SH4 FTRV Optimizations
Without a doubt, the single most computationally powerful instruction on the SuperH4 CPU in the Sega Dreamcast is FTRV, or the Floating-point TRansform Vector instruction. It is a single instruction which multiplies a 4D vector by the 4x4 matrix held within the back-bank of FPU registers, XMTRX. This article will teach you how to leverage this god instruction for FP performance gainz and introduce you to several example scenarios that have yielded fantastic gainz within the community.
Relationship to FIPR
Format | Function | Encoding | Group | Issue Cycles | Latency Cycles |
---|---|---|---|---|---|
fipr FVm,FVn | inner_product (FVm, FVn) -> FR[n+3] | 1111nnmm11101101 | FE | 1 | 4/5 |
ftrv XMTRX, FVn | transform_vector(XMTRX, FVn) -> FVn | 1111nn0111111101 | FE | 1 | 5/8 |
When to use FTRV
Real-World Examples
The following are real-world examples of FTRV-based optimizations used within games and applications for the Sega Dreamcast within the community.
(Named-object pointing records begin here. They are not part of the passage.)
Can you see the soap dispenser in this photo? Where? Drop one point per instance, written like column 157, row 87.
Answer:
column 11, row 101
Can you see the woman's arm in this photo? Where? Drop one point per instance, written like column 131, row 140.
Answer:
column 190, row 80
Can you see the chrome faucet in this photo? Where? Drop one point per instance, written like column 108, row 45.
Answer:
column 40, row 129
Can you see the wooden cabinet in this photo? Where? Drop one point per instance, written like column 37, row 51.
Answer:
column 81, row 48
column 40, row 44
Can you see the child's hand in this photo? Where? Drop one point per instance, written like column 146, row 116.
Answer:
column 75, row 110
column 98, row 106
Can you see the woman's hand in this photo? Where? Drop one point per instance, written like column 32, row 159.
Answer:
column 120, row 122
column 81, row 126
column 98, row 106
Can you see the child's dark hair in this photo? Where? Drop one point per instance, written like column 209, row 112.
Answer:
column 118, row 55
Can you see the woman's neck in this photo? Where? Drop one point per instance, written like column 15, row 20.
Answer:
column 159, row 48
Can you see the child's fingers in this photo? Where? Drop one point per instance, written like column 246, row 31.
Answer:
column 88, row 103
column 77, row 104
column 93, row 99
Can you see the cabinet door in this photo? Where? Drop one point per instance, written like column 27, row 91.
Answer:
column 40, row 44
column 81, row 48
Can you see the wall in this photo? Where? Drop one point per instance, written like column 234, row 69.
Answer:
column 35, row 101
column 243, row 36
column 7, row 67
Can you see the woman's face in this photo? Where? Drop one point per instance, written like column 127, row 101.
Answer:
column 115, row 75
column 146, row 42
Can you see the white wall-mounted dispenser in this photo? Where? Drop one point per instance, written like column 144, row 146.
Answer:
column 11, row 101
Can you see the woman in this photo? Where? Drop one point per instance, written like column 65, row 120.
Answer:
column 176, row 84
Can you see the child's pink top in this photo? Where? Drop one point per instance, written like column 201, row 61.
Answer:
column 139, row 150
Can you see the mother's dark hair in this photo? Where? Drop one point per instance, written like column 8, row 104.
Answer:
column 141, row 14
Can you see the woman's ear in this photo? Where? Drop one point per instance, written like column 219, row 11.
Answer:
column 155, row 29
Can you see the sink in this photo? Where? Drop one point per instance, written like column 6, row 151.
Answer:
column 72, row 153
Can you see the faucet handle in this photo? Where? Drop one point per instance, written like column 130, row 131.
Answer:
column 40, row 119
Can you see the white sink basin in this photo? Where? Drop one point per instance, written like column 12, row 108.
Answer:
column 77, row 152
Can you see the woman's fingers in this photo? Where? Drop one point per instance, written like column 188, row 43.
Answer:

Vertex Position Transformation
The first and most obvious use of the FTRV instruction is for doing position transform calculations on the incoming vertex stream, transforming from local to view-space, while submitting vertices to the PowerVR during T&L. This is the first and absolute most crucial area for leveraging FTRV and was its original intended purpose. If you do nothing else with the instruction, bear in mind that the only way to come even remotely close to pushing a considerable volume of polygons on the DC is by properly harnessing the SH4 by using FTRV to transform your vertices.